The second spot I want to look at is this short descending section in the melody that essentially leads into a brief B theme before returning to the initial melody again. If you look at the notes, my point becomes evident: Starting on that lower A in the right hand, what follows is an F#, E, A, F#, E, C#, B, and then finally, returning to that lower A in the next measure. This is a perfect example of the core pentatonic scale that makes up this piece, played almost exactly in the melody.

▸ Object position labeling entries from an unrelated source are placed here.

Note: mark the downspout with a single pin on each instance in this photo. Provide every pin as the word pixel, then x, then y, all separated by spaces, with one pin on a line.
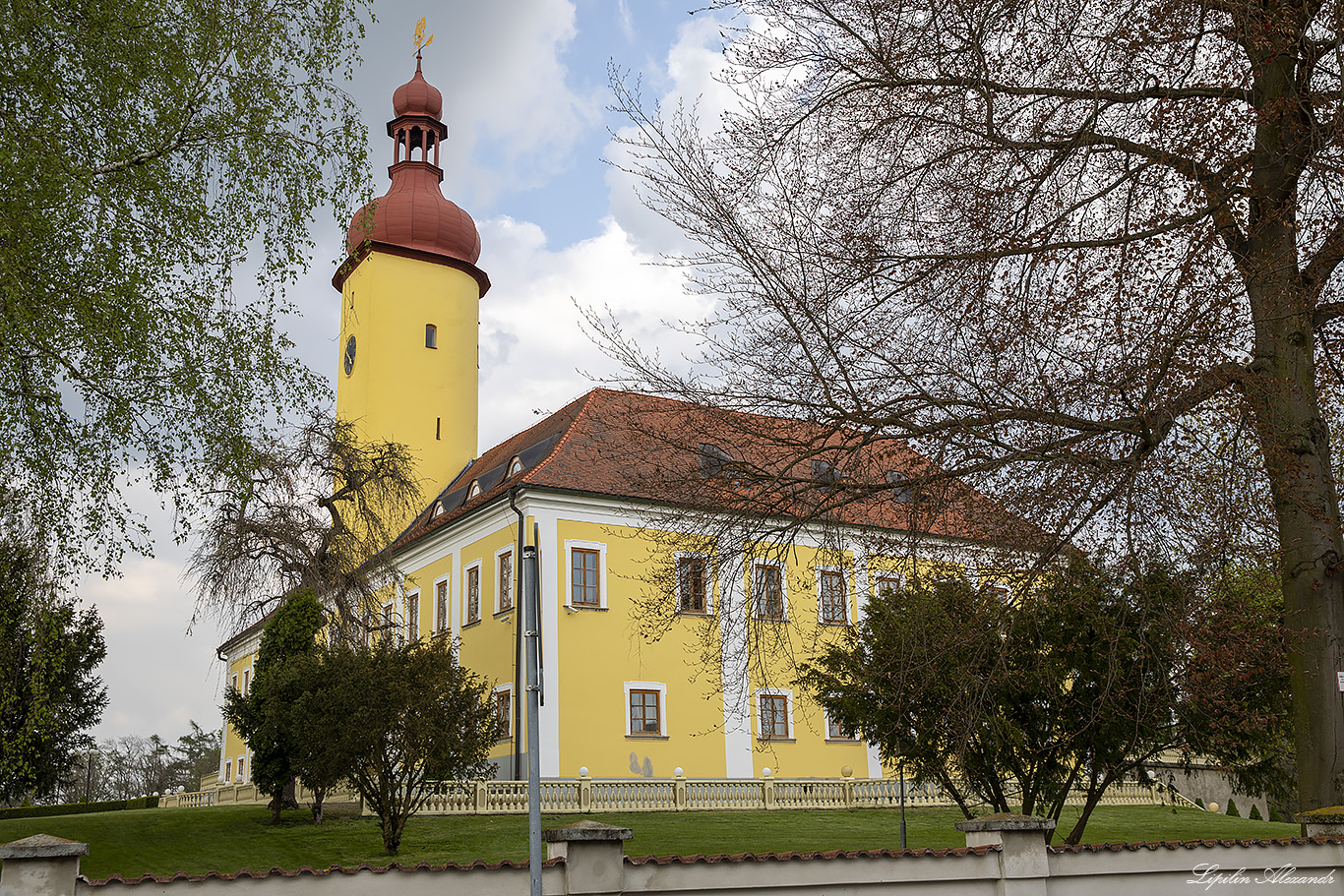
pixel 518 632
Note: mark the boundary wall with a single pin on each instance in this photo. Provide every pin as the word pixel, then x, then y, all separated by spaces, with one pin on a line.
pixel 586 794
pixel 1005 855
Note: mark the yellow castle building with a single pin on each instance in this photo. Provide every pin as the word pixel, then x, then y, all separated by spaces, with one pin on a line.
pixel 674 610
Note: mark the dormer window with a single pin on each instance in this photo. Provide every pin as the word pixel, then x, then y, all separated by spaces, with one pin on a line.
pixel 900 488
pixel 714 461
pixel 906 492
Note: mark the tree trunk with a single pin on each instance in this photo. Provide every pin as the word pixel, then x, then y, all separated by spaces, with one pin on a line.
pixel 1295 441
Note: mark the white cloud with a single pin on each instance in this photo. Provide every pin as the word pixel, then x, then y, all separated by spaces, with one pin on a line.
pixel 533 349
pixel 687 80
pixel 157 675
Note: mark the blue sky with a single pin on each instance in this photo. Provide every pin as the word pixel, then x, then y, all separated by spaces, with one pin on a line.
pixel 524 95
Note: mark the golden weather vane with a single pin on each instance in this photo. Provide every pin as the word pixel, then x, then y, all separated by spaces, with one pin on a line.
pixel 419 36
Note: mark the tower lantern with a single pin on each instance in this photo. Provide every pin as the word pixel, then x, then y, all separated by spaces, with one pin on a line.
pixel 410 302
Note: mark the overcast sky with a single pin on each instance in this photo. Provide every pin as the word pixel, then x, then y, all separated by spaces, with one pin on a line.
pixel 524 90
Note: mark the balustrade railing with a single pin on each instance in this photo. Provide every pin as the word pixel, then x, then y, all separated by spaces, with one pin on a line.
pixel 586 794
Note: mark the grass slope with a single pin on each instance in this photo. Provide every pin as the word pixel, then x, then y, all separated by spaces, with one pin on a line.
pixel 227 838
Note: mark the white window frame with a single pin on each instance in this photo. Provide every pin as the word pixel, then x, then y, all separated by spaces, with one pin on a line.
pixel 513 573
pixel 570 544
pixel 881 576
pixel 788 711
pixel 406 613
pixel 784 593
pixel 708 582
pixel 509 687
pixel 466 595
pixel 663 708
pixel 822 571
pixel 445 624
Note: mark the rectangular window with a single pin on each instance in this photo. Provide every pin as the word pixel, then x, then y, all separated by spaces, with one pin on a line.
pixel 413 617
pixel 767 588
pixel 441 603
pixel 506 583
pixel 691 583
pixel 833 597
pixel 504 712
pixel 643 712
pixel 473 594
pixel 774 716
pixel 583 588
pixel 887 582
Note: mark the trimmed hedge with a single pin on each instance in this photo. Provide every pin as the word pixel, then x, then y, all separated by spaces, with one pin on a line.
pixel 78 808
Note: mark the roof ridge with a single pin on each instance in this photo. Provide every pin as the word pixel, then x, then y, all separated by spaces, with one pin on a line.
pixel 583 400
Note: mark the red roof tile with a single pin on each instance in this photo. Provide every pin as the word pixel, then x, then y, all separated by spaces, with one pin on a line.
pixel 642 448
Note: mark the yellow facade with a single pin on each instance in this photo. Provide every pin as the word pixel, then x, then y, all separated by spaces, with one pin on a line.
pixel 234 756
pixel 709 671
pixel 709 689
pixel 396 386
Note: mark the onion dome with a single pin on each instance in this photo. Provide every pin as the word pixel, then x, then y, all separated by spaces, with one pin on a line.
pixel 414 213
pixel 417 97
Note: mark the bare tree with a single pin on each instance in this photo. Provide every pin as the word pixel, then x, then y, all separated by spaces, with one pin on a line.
pixel 1072 252
pixel 309 509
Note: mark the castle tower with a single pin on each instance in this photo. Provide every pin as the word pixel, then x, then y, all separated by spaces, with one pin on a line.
pixel 410 302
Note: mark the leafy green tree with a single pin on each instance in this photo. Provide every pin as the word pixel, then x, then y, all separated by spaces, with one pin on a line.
pixel 148 148
pixel 309 508
pixel 265 715
pixel 1070 687
pixel 195 755
pixel 48 689
pixel 402 715
pixel 1237 678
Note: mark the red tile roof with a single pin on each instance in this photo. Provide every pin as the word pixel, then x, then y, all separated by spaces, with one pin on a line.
pixel 649 448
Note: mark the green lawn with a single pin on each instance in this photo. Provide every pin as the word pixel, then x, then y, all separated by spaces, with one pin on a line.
pixel 231 837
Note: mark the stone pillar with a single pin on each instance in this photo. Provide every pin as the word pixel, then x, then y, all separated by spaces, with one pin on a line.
pixel 1023 864
pixel 40 866
pixel 594 862
pixel 1321 822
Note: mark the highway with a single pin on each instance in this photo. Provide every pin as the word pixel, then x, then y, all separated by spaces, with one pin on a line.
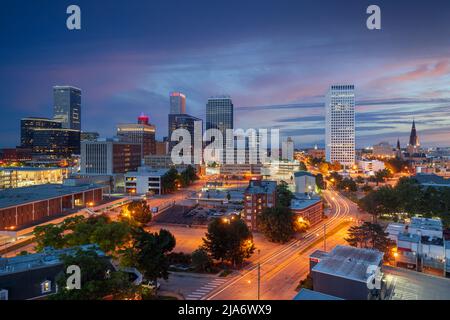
pixel 281 271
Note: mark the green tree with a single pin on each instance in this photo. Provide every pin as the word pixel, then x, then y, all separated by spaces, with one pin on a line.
pixel 149 253
pixel 229 240
pixel 320 182
pixel 201 261
pixel 347 184
pixel 140 212
pixel 277 224
pixel 169 180
pixel 284 195
pixel 98 279
pixel 370 235
pixel 49 235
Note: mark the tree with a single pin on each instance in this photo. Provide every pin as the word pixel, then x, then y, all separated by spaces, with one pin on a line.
pixel 277 224
pixel 169 180
pixel 229 240
pixel 302 166
pixel 49 235
pixel 201 261
pixel 98 279
pixel 359 180
pixel 347 184
pixel 320 182
pixel 324 168
pixel 140 212
pixel 284 195
pixel 370 235
pixel 149 253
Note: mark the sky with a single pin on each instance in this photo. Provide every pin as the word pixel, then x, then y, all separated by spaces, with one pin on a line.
pixel 276 59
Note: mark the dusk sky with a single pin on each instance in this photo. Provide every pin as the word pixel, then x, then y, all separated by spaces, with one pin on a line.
pixel 276 60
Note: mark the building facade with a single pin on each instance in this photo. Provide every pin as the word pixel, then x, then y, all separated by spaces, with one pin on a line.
pixel 56 143
pixel 259 195
pixel 142 133
pixel 145 181
pixel 23 207
pixel 67 106
pixel 31 176
pixel 177 103
pixel 340 124
pixel 192 124
pixel 30 124
pixel 109 157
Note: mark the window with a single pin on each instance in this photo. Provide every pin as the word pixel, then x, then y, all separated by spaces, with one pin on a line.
pixel 3 295
pixel 46 286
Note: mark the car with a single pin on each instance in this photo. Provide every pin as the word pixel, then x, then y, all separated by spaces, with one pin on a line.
pixel 152 284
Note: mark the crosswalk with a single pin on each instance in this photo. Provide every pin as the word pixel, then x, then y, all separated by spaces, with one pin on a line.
pixel 205 289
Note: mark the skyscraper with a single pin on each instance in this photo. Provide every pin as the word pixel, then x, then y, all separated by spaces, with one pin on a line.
pixel 141 132
pixel 67 106
pixel 220 114
pixel 414 144
pixel 184 121
pixel 177 103
pixel 340 124
pixel 30 124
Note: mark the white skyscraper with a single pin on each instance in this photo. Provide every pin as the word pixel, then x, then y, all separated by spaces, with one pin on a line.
pixel 340 124
pixel 177 103
pixel 287 149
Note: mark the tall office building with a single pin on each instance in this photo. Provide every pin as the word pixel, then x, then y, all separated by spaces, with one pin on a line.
pixel 340 124
pixel 56 142
pixel 287 149
pixel 109 157
pixel 177 103
pixel 30 124
pixel 141 132
pixel 220 114
pixel 67 106
pixel 187 122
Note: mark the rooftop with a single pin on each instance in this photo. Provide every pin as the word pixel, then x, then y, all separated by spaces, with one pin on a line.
pixel 306 294
pixel 349 262
pixel 30 169
pixel 303 173
pixel 46 258
pixel 301 201
pixel 431 179
pixel 261 186
pixel 147 171
pixel 19 196
pixel 426 224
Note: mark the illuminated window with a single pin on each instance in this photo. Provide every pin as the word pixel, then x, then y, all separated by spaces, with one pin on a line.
pixel 46 286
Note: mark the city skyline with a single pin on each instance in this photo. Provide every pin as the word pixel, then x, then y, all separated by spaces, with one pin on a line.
pixel 400 73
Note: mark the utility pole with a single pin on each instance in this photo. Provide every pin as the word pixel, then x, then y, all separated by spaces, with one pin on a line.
pixel 259 274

After a fairly concise look into what makes up Chinese harmonies, I feel like I already have a pretty good basis at starting my own work. However, we still have a few more topics to cover in the next update, 2 weeks from now: most importantly, the comparison between Chinese composers and Chinese-influenced western composers. In order to develop a way to incorporate these styles into modern film and video game scoring, I need to know how other well-known composers approach their own works.